Native Alabama man and Vietnam veteran Richard Hall knows what it’s like to be injured in the line of duty and left to fend for himself as a damaged civilian.

Hall fudged his birth certificate and joined the military when he was 16 years old. As one of 10 children growing up on the farm, eight of whom joined the military and five who saw combat, he knew there was only one way of making a living away from the land so the military was a natural choice.

In spite of his love for music, Hall had planned to be career military.

He did two tours in Vietnam as an Army infantryman and suffered a Traumatic Brain Injury (TBI) when his company was ambushed. He was honorably discharged and sent home. He was never the same but Hall says, “I never regret one moment of being in the military. Once a soldier, always a soldier, that’s what they say.”

Still, Hall lost permanent hearing on one side and was sidelined by a severe case of PTSD that coupled with his TBI made for some difficult times.

“We were treated bad when we came back,” Hall shared of his return to civilian life in the mid-70s. “But I held my head up. For years I kept my awards and decorations in a box but now I have them on display for everyone to see.”

Hall married, settled in Oakdale and raised a son who played for the Oakdale Mustangs. He created a successful business that’s now run by his son, but one day he was struck out of the blue — nearly 20 years after he’d spent time dodging ambushes by the Viet Cong — with a debilitating resurgence of his PTSD.

“I could not walk out my front door. I spent a year in my house. Useless. Unable to do a thing. I couldn’t even sit on my back porch. It was too real, the ambushes. It all came back to me,” Hall said.

A fellow retired veteran heard of Hall’s plight and helped him find the light in a world that had suddenly turned dark.

That act of kindness sparked a passion inside Hall that has changed his life.

“The suicide rate for veterans with TBI and PTSD is around 35 percent and it’s 100 percent preventable,” Hall said, his eyes flashing. “One hundred percent.”

Hall is part of an organization called Vets Helping Vets. It is not a non-profit and it doesn’t take donations but this group of veterans manages to make things happen when the wheels of bureaucracy get tangled in red tape.

“We’re self-supportive,” Hall said proudly. “And we work under the radar.’

Hall’s passion for helping veterans lost in the shuffle has prompted him to donate every single penny of his music royalties from his independent label to the cause.

In fact, he never even sees the money first.

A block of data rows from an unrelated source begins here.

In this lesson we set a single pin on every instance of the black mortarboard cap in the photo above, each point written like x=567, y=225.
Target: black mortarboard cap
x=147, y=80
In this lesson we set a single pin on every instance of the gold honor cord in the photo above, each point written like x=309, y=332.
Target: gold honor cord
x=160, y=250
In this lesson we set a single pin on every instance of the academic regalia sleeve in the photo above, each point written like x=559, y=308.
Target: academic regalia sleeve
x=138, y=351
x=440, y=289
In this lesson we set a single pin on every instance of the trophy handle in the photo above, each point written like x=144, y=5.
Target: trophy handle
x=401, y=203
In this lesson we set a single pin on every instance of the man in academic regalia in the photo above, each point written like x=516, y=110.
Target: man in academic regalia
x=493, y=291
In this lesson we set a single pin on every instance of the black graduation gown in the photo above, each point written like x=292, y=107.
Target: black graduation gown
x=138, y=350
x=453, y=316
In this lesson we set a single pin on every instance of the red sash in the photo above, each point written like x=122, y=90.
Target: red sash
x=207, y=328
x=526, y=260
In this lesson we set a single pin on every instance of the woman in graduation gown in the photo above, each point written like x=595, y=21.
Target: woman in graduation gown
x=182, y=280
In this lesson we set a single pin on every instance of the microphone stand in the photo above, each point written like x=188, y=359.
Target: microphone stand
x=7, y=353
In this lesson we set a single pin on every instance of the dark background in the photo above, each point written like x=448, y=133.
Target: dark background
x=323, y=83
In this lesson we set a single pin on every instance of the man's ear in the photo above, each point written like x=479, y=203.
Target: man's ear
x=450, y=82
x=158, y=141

“It goes straight direct deposit into the Vets Helping Vets account and that’s just the way I want it,” Hall said.

Seeing as music helped bring Hall back from the brink of despair, it seems fitting that he would use music to help others as well.

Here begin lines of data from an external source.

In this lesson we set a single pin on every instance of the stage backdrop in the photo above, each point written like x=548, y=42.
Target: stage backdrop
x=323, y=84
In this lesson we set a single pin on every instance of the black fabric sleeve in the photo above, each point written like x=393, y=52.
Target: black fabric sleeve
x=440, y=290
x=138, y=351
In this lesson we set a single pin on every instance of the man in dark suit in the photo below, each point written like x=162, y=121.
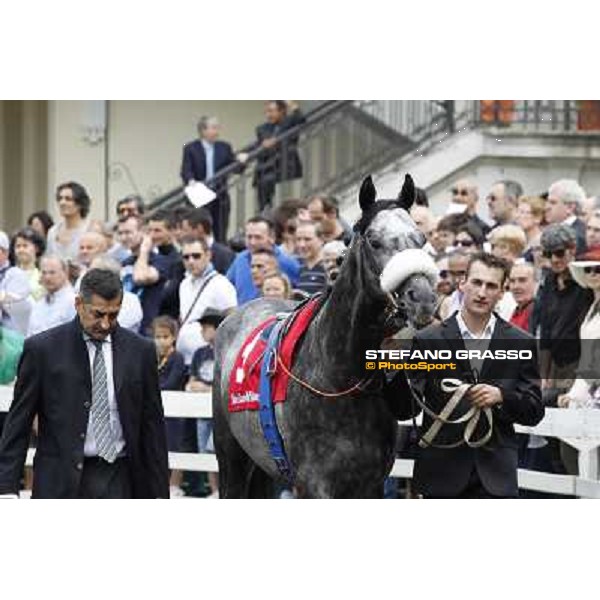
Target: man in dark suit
x=94, y=388
x=202, y=160
x=565, y=199
x=279, y=160
x=508, y=389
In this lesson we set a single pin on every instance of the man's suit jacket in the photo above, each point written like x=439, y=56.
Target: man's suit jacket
x=580, y=234
x=193, y=165
x=446, y=472
x=282, y=162
x=54, y=383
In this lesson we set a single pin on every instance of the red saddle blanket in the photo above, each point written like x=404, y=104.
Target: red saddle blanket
x=245, y=375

After his bout with PTSD sidelined him as part of his healing process, he rediscovered his love of music. One Christmas morning he awoke to find a Martin HD-28 guitar — the Ferrari of guitars — just waiting for him.

“It’s the sports car of guitars,” Hall said. “I picked up that guitar and started playing again and writing music.”

Gary Bradshaw of Western Hearts Promotions in Glendale, Arizona heard Hall’s music and immediately agreed to produce his music.

Hall’s single, Old Soldiers, hit No. 2 in the New Music Weekly charts, which was quite a coup for an independent label.

“To get into the top 10 as an independent is huge. It went like crazy,” Hall said.

Now Hall gets mail from as far away as Brussels.

“I was asked to perform in Brazil but I had to turn them down. I told them I don’t even drive as far as Modesto,” he joked. “But it was nice of them to ask.”

But none of that truly matters to Hall; he’s simply tickled that people are enjoying his music and the proceeds are going toward helping those who truly need the help.

“It’s not about me,” he said. “I don’t believe in all that celebrity stuff. I’m just me. It’s just part of my heritage (Choctaw Native American) to give back.”

Hall keeps a photo album filled with photos and thank you notes from people who’ve been touched by his influence through the Vets Helping Vets organization. He points at a newspaper clipping of one particular story that still humbles him each time he revisits it.

“This,” he said, “is what it’s about. Giving people their lives back.”